Pekka Savola wrote:
Current tcpdump already implements everything except chroot AFAIK.
Yeah, everything except the one thing that might actually help.
Chroot would probably be a bit more difficult, because it might be difficult to agree to a directory to chroot to; there would have to be a command-line/compile-time toggle -- and when reading/writing capture files, you'd have to do some file descriptor passing tricks etc. I'm not personally sure whether it's worth it.
First of all, it's not "a bit more difficult". Andrew already wrote the damned code. Why don't you take a look? IIRC, his code actually creates a temp dir and rmdirs it afterward for good measure, though using a fixed directory has the benefit that the target filesystem can be read-only.
Second, what's not "worth it" is just dropping uid 0. For Christ's sake, as long as you've got uid 0 to start with, /chroot/. There's no excuse not to.
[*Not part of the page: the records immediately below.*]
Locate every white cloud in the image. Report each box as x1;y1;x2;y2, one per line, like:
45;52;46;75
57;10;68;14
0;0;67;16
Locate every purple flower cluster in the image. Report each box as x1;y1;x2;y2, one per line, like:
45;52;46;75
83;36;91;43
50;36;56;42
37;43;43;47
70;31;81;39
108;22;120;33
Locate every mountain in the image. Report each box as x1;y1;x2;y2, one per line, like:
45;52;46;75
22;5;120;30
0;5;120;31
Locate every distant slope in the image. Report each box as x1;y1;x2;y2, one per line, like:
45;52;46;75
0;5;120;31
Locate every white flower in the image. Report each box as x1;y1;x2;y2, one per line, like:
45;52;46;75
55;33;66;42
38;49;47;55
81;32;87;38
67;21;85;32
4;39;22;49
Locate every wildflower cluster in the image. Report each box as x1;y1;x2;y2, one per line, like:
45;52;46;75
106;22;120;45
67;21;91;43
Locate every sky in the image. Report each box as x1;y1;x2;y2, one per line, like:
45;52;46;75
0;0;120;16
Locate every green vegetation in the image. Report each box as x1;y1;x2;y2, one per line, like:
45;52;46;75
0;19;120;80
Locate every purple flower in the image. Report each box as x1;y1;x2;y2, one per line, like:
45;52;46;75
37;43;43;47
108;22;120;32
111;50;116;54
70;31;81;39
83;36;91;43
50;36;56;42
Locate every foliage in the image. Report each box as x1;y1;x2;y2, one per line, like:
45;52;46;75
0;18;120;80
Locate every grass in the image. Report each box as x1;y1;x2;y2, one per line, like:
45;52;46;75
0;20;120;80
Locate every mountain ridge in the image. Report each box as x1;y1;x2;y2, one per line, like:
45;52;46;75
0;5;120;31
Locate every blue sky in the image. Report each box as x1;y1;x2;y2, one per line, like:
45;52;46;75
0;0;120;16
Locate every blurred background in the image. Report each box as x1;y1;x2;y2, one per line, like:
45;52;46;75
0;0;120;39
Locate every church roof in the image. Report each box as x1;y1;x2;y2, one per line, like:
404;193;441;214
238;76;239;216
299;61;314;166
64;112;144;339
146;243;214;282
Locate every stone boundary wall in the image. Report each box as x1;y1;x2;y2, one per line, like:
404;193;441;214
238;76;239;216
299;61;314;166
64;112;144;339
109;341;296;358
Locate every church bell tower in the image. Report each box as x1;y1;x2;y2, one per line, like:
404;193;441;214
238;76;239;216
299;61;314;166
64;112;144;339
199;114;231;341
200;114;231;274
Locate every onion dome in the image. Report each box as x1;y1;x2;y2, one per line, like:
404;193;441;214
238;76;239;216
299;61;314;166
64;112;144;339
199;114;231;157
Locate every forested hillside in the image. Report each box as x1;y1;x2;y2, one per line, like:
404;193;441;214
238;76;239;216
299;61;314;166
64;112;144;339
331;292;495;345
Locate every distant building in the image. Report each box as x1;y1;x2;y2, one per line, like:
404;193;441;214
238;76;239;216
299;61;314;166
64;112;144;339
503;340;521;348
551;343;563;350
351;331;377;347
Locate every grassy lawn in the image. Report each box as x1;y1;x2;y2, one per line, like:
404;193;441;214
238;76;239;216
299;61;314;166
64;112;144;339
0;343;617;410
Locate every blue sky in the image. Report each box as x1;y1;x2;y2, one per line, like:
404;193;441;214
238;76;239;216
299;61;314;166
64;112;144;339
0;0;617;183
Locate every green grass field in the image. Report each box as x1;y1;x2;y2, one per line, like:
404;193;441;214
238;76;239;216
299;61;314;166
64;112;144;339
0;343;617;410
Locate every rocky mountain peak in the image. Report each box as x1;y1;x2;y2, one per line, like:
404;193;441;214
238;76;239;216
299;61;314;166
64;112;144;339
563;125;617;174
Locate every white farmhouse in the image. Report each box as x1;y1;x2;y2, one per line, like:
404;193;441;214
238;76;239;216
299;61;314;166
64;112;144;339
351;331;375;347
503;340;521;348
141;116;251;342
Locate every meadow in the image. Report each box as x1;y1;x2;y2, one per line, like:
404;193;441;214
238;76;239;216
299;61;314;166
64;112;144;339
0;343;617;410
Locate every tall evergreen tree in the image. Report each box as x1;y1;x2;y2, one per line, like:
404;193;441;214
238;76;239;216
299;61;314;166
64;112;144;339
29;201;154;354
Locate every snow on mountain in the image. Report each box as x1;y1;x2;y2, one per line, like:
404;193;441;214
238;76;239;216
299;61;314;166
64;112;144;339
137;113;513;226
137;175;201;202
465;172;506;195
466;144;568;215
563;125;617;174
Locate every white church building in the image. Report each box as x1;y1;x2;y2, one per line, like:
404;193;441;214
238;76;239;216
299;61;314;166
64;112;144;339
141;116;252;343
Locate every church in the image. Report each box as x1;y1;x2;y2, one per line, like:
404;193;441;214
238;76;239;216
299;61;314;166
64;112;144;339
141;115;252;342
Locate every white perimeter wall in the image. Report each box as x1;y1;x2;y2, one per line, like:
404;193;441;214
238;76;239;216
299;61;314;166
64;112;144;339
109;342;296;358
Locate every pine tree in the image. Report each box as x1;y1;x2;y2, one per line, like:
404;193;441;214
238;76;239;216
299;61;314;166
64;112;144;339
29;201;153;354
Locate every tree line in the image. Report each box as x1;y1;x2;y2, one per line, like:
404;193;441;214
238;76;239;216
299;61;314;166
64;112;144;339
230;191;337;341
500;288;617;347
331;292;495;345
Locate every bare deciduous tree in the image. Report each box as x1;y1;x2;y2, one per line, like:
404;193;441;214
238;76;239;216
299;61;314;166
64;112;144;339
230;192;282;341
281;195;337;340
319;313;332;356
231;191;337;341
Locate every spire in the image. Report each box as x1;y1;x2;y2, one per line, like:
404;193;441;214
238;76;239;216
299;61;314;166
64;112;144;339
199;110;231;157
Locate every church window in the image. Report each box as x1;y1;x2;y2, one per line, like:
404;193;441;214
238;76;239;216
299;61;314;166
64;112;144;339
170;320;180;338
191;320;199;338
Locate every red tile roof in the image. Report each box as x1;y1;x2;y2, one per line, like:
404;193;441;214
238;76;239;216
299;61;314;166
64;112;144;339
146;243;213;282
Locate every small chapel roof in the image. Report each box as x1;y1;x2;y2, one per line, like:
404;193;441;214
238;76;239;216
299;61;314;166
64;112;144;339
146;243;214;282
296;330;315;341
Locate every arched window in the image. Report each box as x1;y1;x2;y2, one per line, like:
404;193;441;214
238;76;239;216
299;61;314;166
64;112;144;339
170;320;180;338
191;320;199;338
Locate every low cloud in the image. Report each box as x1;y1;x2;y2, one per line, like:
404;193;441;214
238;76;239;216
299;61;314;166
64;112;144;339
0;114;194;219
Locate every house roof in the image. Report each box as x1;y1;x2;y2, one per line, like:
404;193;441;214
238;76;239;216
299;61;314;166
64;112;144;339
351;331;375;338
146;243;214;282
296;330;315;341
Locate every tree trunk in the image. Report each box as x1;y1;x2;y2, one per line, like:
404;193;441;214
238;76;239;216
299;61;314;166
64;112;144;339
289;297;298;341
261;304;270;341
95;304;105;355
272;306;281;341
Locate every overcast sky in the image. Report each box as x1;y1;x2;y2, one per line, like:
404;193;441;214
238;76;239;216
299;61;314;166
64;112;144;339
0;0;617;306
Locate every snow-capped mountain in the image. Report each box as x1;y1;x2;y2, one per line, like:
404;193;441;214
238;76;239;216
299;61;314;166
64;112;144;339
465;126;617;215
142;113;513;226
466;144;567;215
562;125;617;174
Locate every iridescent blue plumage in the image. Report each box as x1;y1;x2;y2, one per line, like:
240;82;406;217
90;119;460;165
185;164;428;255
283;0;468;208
Dropping uid 0 without chrooting first is like locking yourself in the bathroom and letting the intruder have the rest of the house -- IOW just plain stupid.
Take a look at what openssh means when it talks about "privilege separation": the unprivileged process chroots to /var/empty, and then drops uid 0. While you're busy talking about OpenBSD "privilege separation", maybe it would help if you'd look at their most obvious example.
Or go back and read the thread we just had on this.